I took my own pulse. Then, I went to the head of the bed, ready to intubate. This is not the most important thing in a code; it's not even the first step in the new algorithm (which starts circulation, airway, then breathing). But in the ED where help is abundant, I recognized that the unique skill I contributed was airway management. The fellow "ran" the code, going down the algorithm. The patient was pulseless. Chest compressions were started immediately. I got my airway equipment out. I could mask ventilate the patient. The cause of the cardiac arrest was clear; he was bleeding to death. He had blood in his mouth and bloody bowel movements. We were transfusing as fast as we could, but to no avail. To secure the airway and protect him from choking on blood, I tried to intubate. I took me several attempts before I could do it; intubating in a code situation is never ideal and always stressful. I took my own pulse. Once I secured the endotracheal tube, my job was to bag the patient. Lots of other things were going on, but I kept my role. The ED resident and attending both tried to get venous access, a very challenging thing to do in the middle of chest compressions in a patient with no blood pressure. We activated the massive transfusion protocol, trying to give as much blood product as we could.

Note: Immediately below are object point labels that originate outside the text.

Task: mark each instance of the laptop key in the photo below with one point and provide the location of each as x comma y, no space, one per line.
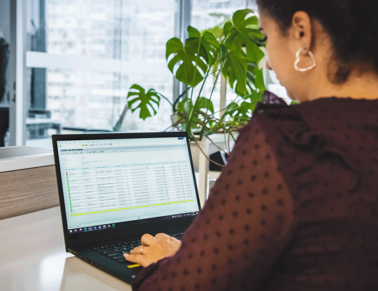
118,258
114,254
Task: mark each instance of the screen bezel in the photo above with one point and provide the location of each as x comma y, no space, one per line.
125,229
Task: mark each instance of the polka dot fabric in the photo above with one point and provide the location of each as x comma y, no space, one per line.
294,209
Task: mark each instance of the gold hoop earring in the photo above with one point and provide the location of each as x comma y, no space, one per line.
299,59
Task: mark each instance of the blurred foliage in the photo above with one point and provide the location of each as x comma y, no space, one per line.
231,49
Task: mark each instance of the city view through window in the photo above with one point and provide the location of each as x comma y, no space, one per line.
83,56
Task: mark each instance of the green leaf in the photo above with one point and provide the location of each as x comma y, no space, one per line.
235,70
146,102
239,113
185,105
193,59
244,32
204,103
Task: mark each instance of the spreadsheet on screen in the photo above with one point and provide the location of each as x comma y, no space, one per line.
111,181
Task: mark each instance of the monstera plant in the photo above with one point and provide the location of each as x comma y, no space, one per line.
235,53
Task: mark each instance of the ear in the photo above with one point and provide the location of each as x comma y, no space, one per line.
301,30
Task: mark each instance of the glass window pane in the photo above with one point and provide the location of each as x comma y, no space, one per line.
82,58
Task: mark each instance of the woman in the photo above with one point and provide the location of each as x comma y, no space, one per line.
296,206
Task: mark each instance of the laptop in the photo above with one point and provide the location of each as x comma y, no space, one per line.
113,188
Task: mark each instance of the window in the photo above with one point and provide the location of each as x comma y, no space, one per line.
83,56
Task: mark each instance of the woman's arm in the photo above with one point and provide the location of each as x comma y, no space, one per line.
242,230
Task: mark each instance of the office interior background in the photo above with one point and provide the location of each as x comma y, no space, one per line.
67,65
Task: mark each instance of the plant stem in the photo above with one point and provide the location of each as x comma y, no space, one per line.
161,95
211,95
178,98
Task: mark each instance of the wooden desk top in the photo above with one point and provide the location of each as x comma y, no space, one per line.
32,257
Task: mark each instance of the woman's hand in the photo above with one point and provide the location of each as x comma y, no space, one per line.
154,249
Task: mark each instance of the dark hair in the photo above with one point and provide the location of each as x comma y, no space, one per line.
352,26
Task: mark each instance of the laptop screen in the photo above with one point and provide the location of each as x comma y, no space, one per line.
106,182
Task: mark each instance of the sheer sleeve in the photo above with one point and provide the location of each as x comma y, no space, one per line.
240,233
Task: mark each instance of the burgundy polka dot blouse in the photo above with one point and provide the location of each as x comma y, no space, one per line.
295,208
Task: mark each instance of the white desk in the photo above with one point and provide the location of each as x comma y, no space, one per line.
32,257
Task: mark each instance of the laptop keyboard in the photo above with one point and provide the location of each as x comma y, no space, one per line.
115,251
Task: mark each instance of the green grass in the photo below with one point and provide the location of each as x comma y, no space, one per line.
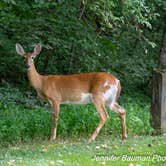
25,118
25,124
147,150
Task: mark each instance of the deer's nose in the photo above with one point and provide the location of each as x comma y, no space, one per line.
27,66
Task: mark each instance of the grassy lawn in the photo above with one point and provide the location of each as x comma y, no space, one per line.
144,150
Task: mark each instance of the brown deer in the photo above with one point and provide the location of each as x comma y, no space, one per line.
101,89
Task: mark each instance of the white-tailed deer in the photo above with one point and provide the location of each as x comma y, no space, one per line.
102,89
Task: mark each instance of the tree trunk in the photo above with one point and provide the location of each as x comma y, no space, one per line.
158,105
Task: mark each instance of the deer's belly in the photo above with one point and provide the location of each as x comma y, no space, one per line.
85,98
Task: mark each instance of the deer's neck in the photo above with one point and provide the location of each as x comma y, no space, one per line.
34,77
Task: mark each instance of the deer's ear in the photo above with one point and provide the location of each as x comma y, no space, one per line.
37,50
19,49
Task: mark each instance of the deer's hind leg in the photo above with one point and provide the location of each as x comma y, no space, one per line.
122,113
100,106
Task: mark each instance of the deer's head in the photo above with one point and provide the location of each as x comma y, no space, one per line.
28,57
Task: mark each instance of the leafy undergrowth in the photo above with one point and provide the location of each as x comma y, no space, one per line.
24,118
145,150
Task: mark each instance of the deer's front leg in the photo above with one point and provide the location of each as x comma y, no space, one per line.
55,115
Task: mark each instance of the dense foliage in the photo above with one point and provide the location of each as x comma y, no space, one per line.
122,37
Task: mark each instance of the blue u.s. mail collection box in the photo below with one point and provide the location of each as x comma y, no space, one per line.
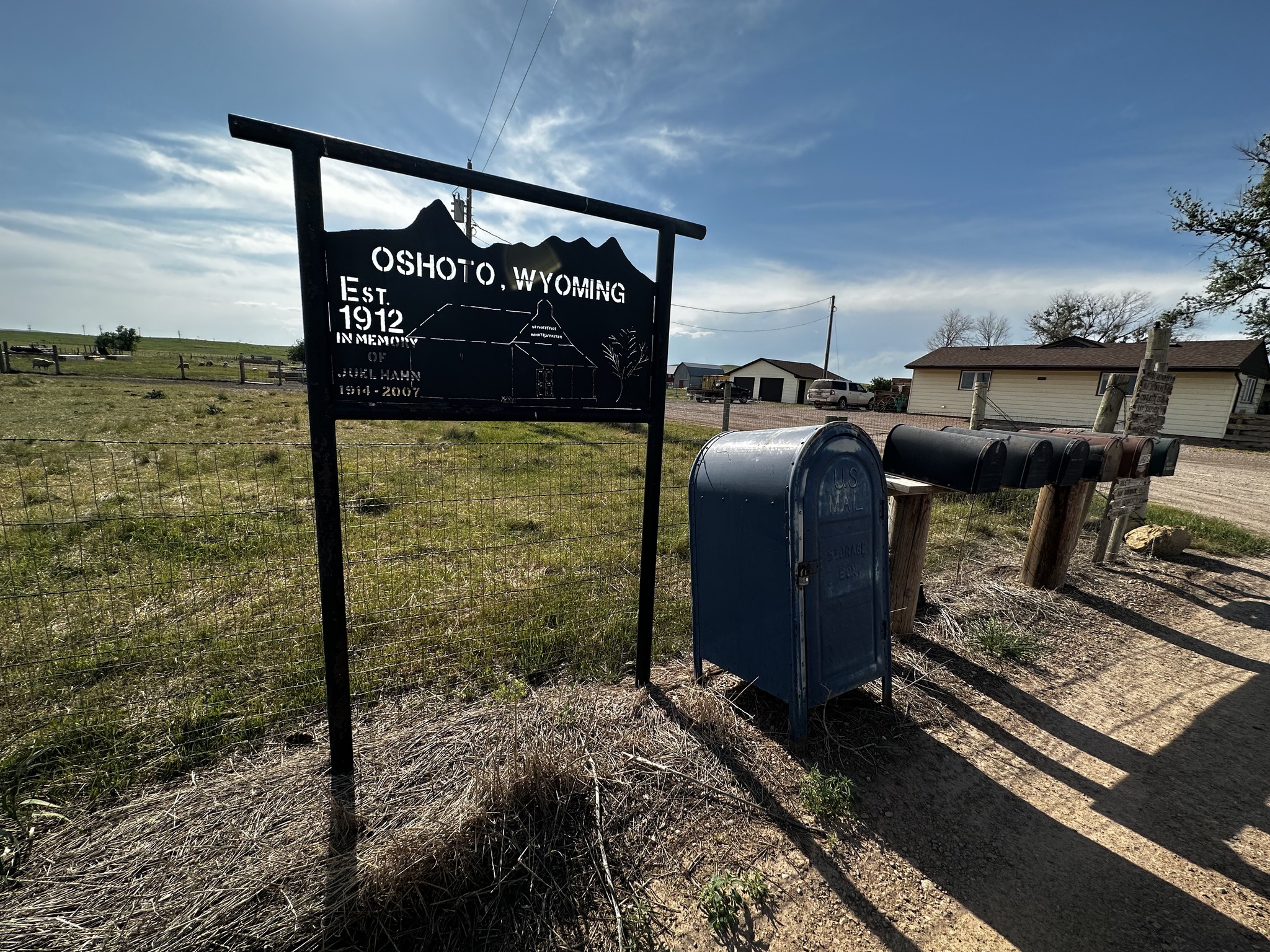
788,532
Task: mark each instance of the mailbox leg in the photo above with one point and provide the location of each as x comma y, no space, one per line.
911,524
798,723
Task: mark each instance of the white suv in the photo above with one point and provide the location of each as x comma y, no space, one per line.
840,394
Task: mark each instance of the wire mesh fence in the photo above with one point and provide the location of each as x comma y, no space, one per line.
161,603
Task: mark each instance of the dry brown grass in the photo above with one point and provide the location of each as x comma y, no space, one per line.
475,827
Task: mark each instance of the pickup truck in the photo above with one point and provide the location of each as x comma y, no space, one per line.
714,394
841,394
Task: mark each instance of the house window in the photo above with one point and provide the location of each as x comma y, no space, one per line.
1106,376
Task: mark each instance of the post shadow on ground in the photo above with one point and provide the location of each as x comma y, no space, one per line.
1198,791
1223,592
1193,795
886,931
342,835
1036,881
1148,626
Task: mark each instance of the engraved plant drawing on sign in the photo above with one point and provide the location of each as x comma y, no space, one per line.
424,315
626,356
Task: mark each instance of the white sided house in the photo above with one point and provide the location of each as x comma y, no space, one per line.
1062,384
779,381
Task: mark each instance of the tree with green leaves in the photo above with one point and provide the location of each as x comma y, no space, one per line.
1238,239
1109,316
118,339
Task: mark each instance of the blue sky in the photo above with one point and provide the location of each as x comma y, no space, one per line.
907,156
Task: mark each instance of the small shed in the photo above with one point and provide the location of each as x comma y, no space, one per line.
689,375
1062,384
779,381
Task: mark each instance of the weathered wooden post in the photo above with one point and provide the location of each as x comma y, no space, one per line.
1054,532
911,506
980,403
1150,405
1109,412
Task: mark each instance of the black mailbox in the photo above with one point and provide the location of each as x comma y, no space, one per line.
951,460
1068,461
1163,456
1105,454
1028,459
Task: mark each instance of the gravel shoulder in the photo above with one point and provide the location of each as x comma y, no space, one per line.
1227,484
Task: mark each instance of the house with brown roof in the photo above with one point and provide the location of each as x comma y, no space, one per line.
1062,382
779,381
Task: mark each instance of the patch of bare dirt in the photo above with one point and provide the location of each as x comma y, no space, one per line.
1112,795
1226,484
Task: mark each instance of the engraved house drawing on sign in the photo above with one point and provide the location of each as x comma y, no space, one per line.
425,316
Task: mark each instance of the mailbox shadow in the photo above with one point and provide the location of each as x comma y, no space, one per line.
1034,880
887,932
1198,791
1148,626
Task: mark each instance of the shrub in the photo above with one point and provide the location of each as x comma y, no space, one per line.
118,339
830,796
722,902
1001,639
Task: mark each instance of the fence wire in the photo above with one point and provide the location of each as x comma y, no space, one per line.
159,601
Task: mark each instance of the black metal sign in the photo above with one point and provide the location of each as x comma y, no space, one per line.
427,323
422,324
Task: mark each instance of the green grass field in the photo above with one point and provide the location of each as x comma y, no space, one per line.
158,584
154,357
161,599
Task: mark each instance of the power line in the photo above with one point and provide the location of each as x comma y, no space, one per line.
499,79
491,232
770,310
750,330
522,86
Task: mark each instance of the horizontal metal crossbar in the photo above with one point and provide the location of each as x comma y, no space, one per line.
288,138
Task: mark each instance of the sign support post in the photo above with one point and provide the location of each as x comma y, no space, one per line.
556,389
653,459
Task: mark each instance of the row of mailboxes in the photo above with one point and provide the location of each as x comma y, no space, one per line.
986,460
801,607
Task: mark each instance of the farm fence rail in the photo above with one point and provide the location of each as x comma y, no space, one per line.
159,601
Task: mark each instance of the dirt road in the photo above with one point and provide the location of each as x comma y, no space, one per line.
1225,483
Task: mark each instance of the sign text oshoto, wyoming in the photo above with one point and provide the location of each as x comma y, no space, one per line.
425,323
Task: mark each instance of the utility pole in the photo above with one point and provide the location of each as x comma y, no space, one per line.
828,340
470,225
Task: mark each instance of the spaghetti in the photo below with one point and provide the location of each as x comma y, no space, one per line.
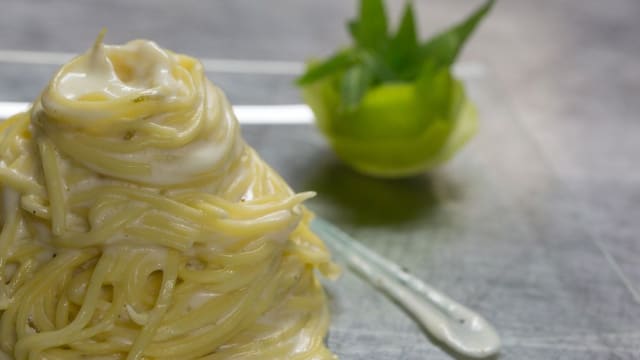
137,224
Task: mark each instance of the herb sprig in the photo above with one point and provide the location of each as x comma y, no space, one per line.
380,56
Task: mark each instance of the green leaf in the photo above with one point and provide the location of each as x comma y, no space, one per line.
334,64
375,62
355,83
444,48
371,27
404,45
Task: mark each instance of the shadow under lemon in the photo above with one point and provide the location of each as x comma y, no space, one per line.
359,199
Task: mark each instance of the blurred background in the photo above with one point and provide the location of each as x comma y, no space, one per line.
535,223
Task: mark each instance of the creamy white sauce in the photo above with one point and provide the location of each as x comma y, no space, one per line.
145,69
140,70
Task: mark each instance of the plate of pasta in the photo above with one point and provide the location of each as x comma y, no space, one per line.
137,223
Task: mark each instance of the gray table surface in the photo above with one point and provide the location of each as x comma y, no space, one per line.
535,224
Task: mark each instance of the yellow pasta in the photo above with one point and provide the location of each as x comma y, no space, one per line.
137,224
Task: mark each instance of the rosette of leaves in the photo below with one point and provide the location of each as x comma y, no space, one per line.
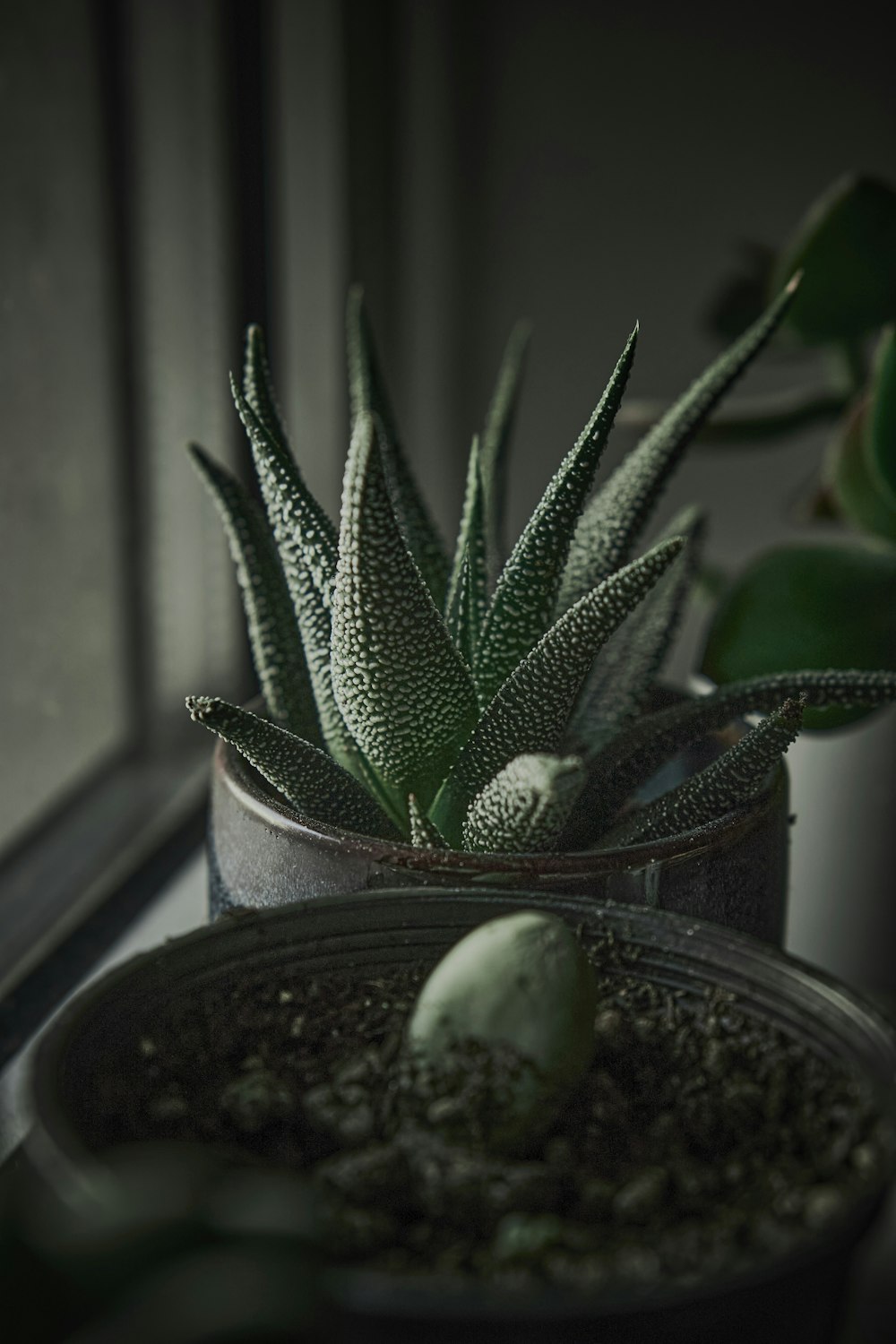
826,601
465,699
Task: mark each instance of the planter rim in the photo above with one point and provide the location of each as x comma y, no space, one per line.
56,1148
257,797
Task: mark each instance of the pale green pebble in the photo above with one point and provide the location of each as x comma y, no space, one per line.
520,981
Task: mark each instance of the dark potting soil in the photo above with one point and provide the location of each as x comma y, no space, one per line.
700,1142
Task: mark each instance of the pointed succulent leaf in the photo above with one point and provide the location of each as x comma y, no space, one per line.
614,518
258,389
807,605
425,835
525,806
405,691
626,667
495,440
530,710
880,441
466,593
525,594
368,394
847,247
654,738
273,632
734,780
306,777
301,527
306,545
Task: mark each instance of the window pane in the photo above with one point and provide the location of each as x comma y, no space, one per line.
64,706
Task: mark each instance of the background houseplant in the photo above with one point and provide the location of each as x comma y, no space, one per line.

This went on for twenty minutes. With ongoing compressions, ribs were broken, the lungs were lacerated, blood started coming up the endotracheal tube. We got a weak thready pulse briefly, but it disappeared. At one point, we shocked the patient for a ventricular rhythm. We got central lines in and transfused more and more, but eventually we realized this was futile. After about twenty five minutes, we called the code and noted time of death.

There is a point in codes, amid compressions and shocks and needles and shouting, that the process sickens me. It is dehumanizing. Rarely, those situations we live for, the insult is easily reversed and the patient is revived. But more often than not, it is a messy prolonged protracted process, something we would never wish on anyone. It is why I think it is so important to talk to everyone about he'd want when he dies. Such things can be avoided, or pursued, but this decision needs to be made by an informed consumer. Medicine needs to empower patients to choose what they want for themselves.

At the end of codes, I also think debriefing is important. I had so many emotions that night. There are so many things about seeing someone die, being a part of the process, trying my very best and achieving so little, that I wish I had time to let it out. In medical school, there were people who tried to do this, but in the middle of the night in the emergency department, we simply did not have that luxury. So here it is. I don't think I could have saved that patient. And it is that vulnerability, that loss, admitting that very fact, that frightens me.